Die nachhaltige Produktentwicklung ist ein neuer Ansatz, bei dem Kriterien der Nachhaltigkeit bei jedem Schritt des Produktentwicklungsprozesses berücksichtigt werden. Dieser Ansatz lässt sich in jeden Projektmanagement-Workflow integrieren. Insbesondere eignen sich Stage-Gate- bzw. Phasen-Meilenstein-Projekte. Denn bei Stage-Gate-Prozessen wir am Ende jeder Phase genau geprüft, ob die jeweiligen Kriterien erfüllt wurden.
Nachhaltige Produktenwicklung hat zwei Hauptziele:
Ziel 1: Lieferketten absichern
Lieferketten werden immer mehr unter anderem durch den Klimawandel beeinträchtigt. Wetterextreme können die Logistik weltweit unerwartet zum Stillstand bringen. Davon sind insbesondere Nahrungsmittelproduzenten betroffen.
Mithilfe einer nachhaltigen Produktentwicklung sollen Lieferketten resilienter gegenüber solchen Ereignissen gemacht werden. Dabei werden Strategien wie Optionaltät und Hotspot-Analysen verwendet.
Ziel 2: Mehrwert für Kunden generieren
Aufgrund der immer größer werdenden Bedeutung von Nachhaltigkeitsaspekten in Kundenanforderungen und bei Marktregulierungen sehen sich Produzenten und Zulieferer zunehmend gezwungen, nachhaltige Optionen anzubieten. Außerdem fühlen sich viele von uns auch selbst in der Verantwortung, weshalb wir in unserem täglichen Leben immer mehr nachhaltige Entscheidungen treffen.

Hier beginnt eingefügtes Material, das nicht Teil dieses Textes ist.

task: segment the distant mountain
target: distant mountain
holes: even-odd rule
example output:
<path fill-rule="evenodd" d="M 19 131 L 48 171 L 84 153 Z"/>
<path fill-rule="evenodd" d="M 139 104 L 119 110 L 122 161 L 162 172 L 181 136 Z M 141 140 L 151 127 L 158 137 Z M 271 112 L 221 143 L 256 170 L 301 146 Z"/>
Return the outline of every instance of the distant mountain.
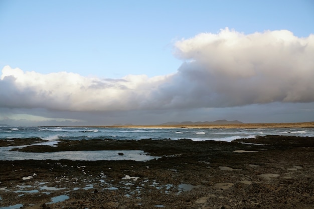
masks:
<path fill-rule="evenodd" d="M 161 124 L 162 125 L 226 125 L 226 124 L 239 124 L 243 123 L 238 120 L 228 121 L 227 120 L 218 120 L 215 121 L 183 121 L 183 122 L 167 122 Z"/>
<path fill-rule="evenodd" d="M 4 126 L 10 126 L 8 124 L 0 124 L 0 126 L 4 127 Z"/>

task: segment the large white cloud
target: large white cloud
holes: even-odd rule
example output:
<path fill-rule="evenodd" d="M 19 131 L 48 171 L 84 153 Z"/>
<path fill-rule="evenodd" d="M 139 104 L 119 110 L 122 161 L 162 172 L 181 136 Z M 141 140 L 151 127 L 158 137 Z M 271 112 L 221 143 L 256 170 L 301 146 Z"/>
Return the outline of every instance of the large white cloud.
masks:
<path fill-rule="evenodd" d="M 101 79 L 6 66 L 0 107 L 111 111 L 314 101 L 313 35 L 298 38 L 284 30 L 245 35 L 226 28 L 175 47 L 184 64 L 176 74 L 152 78 Z"/>

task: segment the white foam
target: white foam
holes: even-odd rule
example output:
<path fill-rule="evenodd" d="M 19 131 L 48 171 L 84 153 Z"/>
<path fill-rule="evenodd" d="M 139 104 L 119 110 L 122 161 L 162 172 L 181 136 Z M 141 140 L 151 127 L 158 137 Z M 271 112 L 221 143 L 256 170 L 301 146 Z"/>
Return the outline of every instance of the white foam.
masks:
<path fill-rule="evenodd" d="M 229 136 L 228 137 L 224 137 L 224 138 L 192 138 L 191 140 L 193 141 L 208 141 L 208 140 L 213 140 L 213 141 L 226 141 L 228 142 L 230 142 L 232 141 L 238 139 L 249 139 L 251 138 L 255 138 L 256 135 L 250 135 L 249 136 L 246 137 L 240 136 Z"/>
<path fill-rule="evenodd" d="M 98 132 L 98 131 L 99 131 L 99 130 L 97 130 L 97 129 L 86 130 L 86 131 L 84 131 L 84 132 Z"/>
<path fill-rule="evenodd" d="M 40 138 L 43 140 L 46 140 L 47 141 L 56 141 L 59 140 L 59 135 L 54 135 L 53 136 L 46 136 L 46 137 L 41 137 Z"/>

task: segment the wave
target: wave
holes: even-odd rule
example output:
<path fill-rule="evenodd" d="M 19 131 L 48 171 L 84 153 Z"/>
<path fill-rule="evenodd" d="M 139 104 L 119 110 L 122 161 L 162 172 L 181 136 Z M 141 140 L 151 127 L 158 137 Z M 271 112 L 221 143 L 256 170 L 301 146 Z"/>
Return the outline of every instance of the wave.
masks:
<path fill-rule="evenodd" d="M 54 135 L 53 136 L 46 136 L 46 137 L 40 137 L 40 138 L 47 141 L 56 141 L 59 139 L 59 135 Z"/>
<path fill-rule="evenodd" d="M 54 132 L 98 132 L 99 130 L 98 129 L 65 129 L 62 128 L 56 127 L 55 128 L 39 128 L 38 130 L 40 131 L 54 131 Z"/>
<path fill-rule="evenodd" d="M 86 130 L 83 131 L 83 132 L 98 132 L 98 131 L 99 130 L 97 129 Z"/>

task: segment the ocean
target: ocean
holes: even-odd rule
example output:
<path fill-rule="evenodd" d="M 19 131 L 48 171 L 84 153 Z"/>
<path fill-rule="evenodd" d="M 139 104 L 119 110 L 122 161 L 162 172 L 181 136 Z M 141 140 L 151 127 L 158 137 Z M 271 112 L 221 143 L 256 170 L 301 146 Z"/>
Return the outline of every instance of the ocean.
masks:
<path fill-rule="evenodd" d="M 314 128 L 133 128 L 113 127 L 0 127 L 0 140 L 15 138 L 39 138 L 45 142 L 34 144 L 57 146 L 61 139 L 81 140 L 112 139 L 140 140 L 189 139 L 194 141 L 216 140 L 230 142 L 239 138 L 276 135 L 314 137 Z M 17 146 L 0 147 L 0 160 L 71 159 L 82 160 L 123 160 L 146 161 L 153 157 L 141 150 L 65 151 L 34 153 L 10 151 Z"/>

Um diesen Anforderungen gerecht zu werden, wird versucht, bereits bei der Produktentwicklung Nachhaltigkeit umfassend zu integrieren. Dies hat einen positiven Einfluss auf unser persönliches Verantwortungsbewusstsein gegenüber der Umwelt und steigert den Wertbeitrag unserer Geschäftstätigkeiten.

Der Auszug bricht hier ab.